In realtà queste cose non dipendono dal sesso di chi nutre le macchine ma dalla loro cultura. Più che è un problema di genere è un problema di cultura. Per superare la divisione e gli stereotipi di genere l’unico strumento che abbiamo è la formazione culturale.
Quale è stato il romanzo al quale hai fatto da editing che ti ha dato maggiori soddisfazioni?
Per non fare torto a nessuno posso dire che ricordo meglio i più recenti e quindi dico quelli. Nell’ultima edizione del primo Tedeschi, che è il premio Mondadori riservato al miglior romanzo giallo inedito italiano, tra i 5 finalisti c’erano due romanzi che abbiamo curato noi. Uno ha vinto e l’altro è arrivato tra i finalisti. Questa è stata una grande soddisfazione perché significa che al di là del talento dell’autore, il nostro lavoro di editing ha raggiunto un risultato, un obiettivo perché si è affermato nel maggiore premio italiano riservato ai romanzi gialli inediti. Per me è una sorta di premio che va a suggellare il nostro lavoro.
Nel 2017 hai scritto un romanzo “Foremorra” che racconta la malavita nei quartieri di Napoli.
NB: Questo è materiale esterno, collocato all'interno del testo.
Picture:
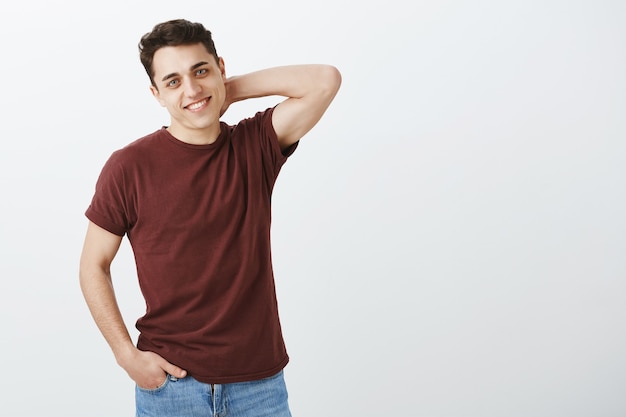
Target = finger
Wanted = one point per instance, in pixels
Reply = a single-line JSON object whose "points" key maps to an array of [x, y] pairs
{"points": [[173, 370]]}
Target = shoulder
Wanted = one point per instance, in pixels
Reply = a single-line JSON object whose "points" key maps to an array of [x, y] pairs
{"points": [[258, 125]]}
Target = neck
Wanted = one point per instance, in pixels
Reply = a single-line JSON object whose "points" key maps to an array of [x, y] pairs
{"points": [[204, 136]]}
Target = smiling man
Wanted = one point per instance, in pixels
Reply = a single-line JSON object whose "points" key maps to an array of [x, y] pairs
{"points": [[193, 198]]}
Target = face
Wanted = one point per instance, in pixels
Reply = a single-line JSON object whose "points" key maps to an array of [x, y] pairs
{"points": [[190, 84]]}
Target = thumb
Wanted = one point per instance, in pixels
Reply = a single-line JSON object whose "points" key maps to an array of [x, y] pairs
{"points": [[173, 370]]}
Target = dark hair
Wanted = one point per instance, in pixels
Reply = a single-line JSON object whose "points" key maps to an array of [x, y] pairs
{"points": [[173, 33]]}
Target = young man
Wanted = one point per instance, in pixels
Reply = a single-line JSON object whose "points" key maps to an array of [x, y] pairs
{"points": [[194, 200]]}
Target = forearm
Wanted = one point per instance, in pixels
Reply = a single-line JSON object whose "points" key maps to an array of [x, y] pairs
{"points": [[309, 90], [295, 81], [99, 294]]}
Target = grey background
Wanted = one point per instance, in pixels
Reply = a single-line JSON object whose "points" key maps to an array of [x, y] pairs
{"points": [[448, 241]]}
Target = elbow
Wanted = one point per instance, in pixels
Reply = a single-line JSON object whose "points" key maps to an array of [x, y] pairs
{"points": [[332, 78]]}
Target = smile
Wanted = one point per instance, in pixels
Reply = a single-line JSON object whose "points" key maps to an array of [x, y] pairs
{"points": [[197, 105]]}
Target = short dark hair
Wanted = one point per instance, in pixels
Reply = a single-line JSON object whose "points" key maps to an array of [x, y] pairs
{"points": [[173, 33]]}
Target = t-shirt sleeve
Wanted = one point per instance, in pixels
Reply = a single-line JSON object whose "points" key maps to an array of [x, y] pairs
{"points": [[109, 206], [269, 141]]}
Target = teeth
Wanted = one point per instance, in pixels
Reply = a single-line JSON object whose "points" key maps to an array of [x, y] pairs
{"points": [[197, 105]]}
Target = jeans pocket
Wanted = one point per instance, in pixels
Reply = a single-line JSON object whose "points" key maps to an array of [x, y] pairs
{"points": [[157, 389]]}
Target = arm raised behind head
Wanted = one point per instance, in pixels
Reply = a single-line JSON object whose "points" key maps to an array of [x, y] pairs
{"points": [[309, 90]]}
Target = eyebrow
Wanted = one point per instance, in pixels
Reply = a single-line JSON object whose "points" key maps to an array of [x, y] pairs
{"points": [[193, 67]]}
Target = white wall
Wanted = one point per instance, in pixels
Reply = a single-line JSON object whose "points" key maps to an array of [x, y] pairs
{"points": [[448, 241]]}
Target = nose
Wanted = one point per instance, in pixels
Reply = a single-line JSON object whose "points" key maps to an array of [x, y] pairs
{"points": [[192, 88]]}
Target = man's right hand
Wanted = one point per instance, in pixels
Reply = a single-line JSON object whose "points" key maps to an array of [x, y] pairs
{"points": [[148, 369]]}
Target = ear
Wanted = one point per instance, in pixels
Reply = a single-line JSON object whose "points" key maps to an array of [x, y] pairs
{"points": [[220, 62], [157, 94]]}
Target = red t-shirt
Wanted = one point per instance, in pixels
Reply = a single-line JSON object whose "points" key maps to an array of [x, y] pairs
{"points": [[198, 220]]}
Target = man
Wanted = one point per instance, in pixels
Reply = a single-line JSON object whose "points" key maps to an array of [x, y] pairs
{"points": [[194, 200]]}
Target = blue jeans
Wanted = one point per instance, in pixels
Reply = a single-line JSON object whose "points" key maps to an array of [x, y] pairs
{"points": [[188, 397]]}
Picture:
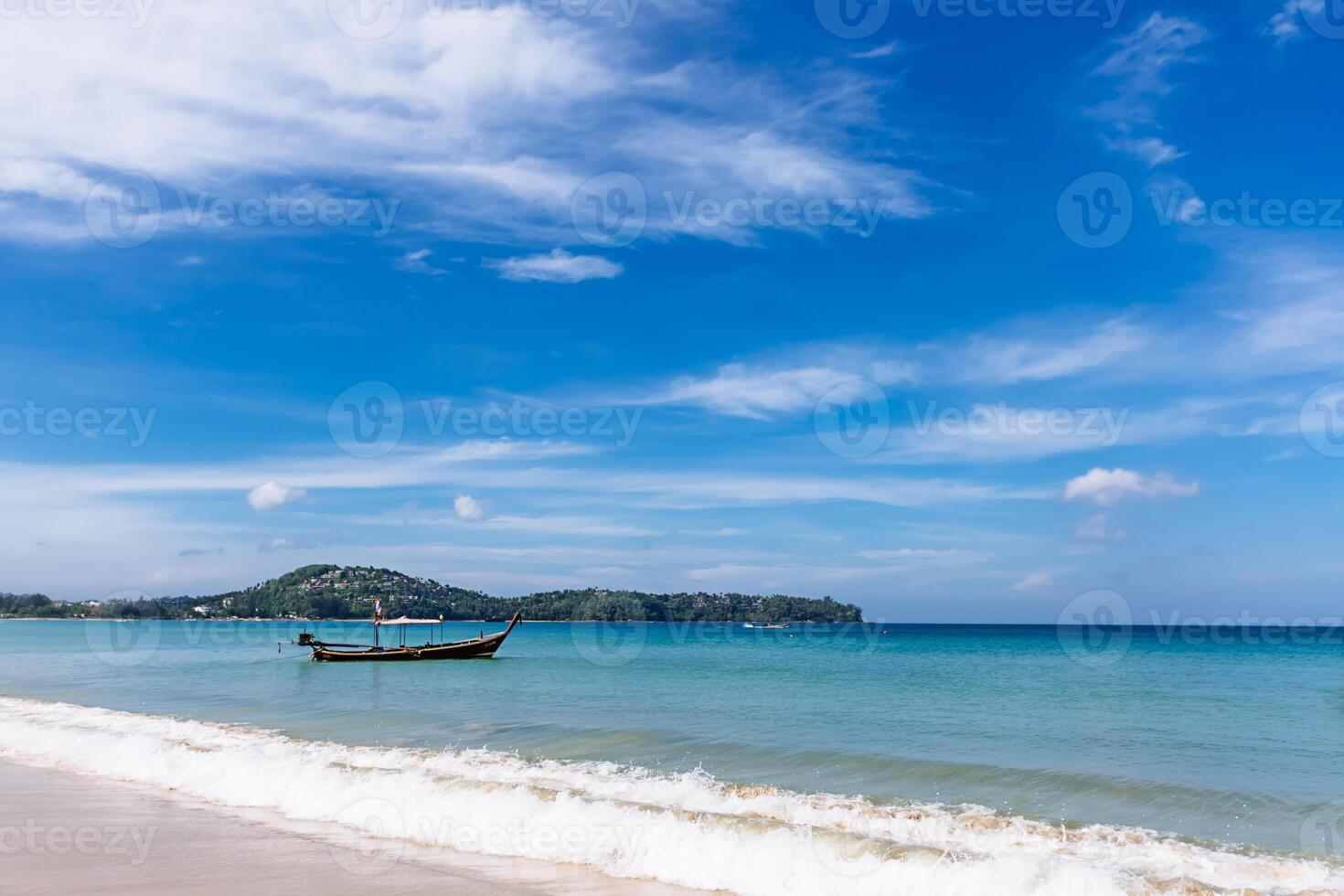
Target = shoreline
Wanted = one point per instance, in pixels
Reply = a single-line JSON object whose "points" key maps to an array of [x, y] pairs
{"points": [[65, 832]]}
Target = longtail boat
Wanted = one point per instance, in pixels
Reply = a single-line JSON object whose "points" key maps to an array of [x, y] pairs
{"points": [[480, 647]]}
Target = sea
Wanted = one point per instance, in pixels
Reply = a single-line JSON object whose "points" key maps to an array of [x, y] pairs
{"points": [[815, 759]]}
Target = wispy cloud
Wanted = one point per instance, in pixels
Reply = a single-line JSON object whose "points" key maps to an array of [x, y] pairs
{"points": [[495, 93], [417, 262], [1136, 77], [557, 266], [1110, 486], [877, 53], [1285, 26], [271, 495]]}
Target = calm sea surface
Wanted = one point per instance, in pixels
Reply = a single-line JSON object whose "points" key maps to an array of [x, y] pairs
{"points": [[1238, 741]]}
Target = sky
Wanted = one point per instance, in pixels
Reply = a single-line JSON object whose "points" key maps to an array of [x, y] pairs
{"points": [[955, 309]]}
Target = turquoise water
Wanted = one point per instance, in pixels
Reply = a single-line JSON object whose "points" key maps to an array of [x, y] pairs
{"points": [[1238, 743]]}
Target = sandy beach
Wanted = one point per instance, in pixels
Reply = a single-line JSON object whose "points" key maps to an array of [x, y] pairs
{"points": [[68, 833]]}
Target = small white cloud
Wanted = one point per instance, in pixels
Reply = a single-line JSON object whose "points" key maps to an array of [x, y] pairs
{"points": [[271, 495], [1285, 25], [557, 266], [877, 53], [1095, 528], [415, 263], [1110, 486], [469, 508], [1035, 581], [1151, 151]]}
Poiché la protagonista è una donna, come è stato scrivere dal punto di vista femminile?
Ero partito con l’idea di voler raccontare un noir bello e forte. Adoro i noir ma nella maggior parte dei casi abbiamo protagonisti maschili. Io, invece, volevo fare qualcosa di nuovo e per questo ho avuto l’idea di raccontare la vita e la storia di questa donna. Per poterlo fare ho voluto parlare con le persone, soprattutto con le donne per farmi raccontare il loro modo di vivere e poi rileggere le interviste. Questo è stato un lavoro di immersione nell’universo femminile, a tal punto che, nel momento in cui ho iniziato a scrivere, vi ero talmente immerso che mi è venuto quasi naturale. Lo sforzo maggiore non è stato nello scrivere ma nel documentarmi. È stato un lavoro molto lungo perché ci sono due romanzi.
Non ci sarà un terzo romanzo?
Mi sono fermato al secondo perché sono passati quasi sette anni a parlare della storia di Alisa, quindi ho deciso di fermarmi. Per adesso ho messo da parte Alisa, ma non è del tutto sicuro che non ci siano altri in futuro
Qual è stato l’evento che ti ha spinto a scrivere?
Non c’è stato un vero e proprio evento, più che altro è stata la mia passione per la lettura. Alcune delle emozioni più forti della mia vita le ho provate leggendo libri e guardando film.
Qual è il libro che ti ha emozionato di più?
Ce ne sono tanti ma te ne cito un paio. Due di Stephen King “Hit” e “22-11-63”, poi “Oceano mare” di Baricco e “Non ti muovere” di Margaret Mazzantini, Mi ha emozionato sia il romanzo che il film di Sergio Castellitto.
Un consiglio che daresti a un autore esordiente?
Di non avere fretta perché l’editoria adesso è una sorta di barca impazzita in balia delle maree e delle onde. Si pubblicano dai 70 agli 80 mila libri all’anno e la gente non legge mentre il tasso di lettura italiano è al 41% che non è alto. L’auto pubblicazione si sta affondando sulla pubblicazione tradizionale e i libri nel frattempo si vendono sempre di meno, tanti di essi non arrivano a 400 copie. Quindi in un clima così caotico il mio consiglio è di prendersi tempo perché con la fretta e con l’ansia di pubblicare si finirà per essere uno di quei tantissimi libri che non vendono neppure 50 copie. Studiare leggere e formarsi trovare un buon accordo un buon editore e fare tutto questo con il tempo che ci vuole.
Ringraziamo Diego Di Dio per questa lunga intervista e per l’entusiasmo e la pazienza con i quali ci ha concesso il suo tempo rispondendo alle nostre domande.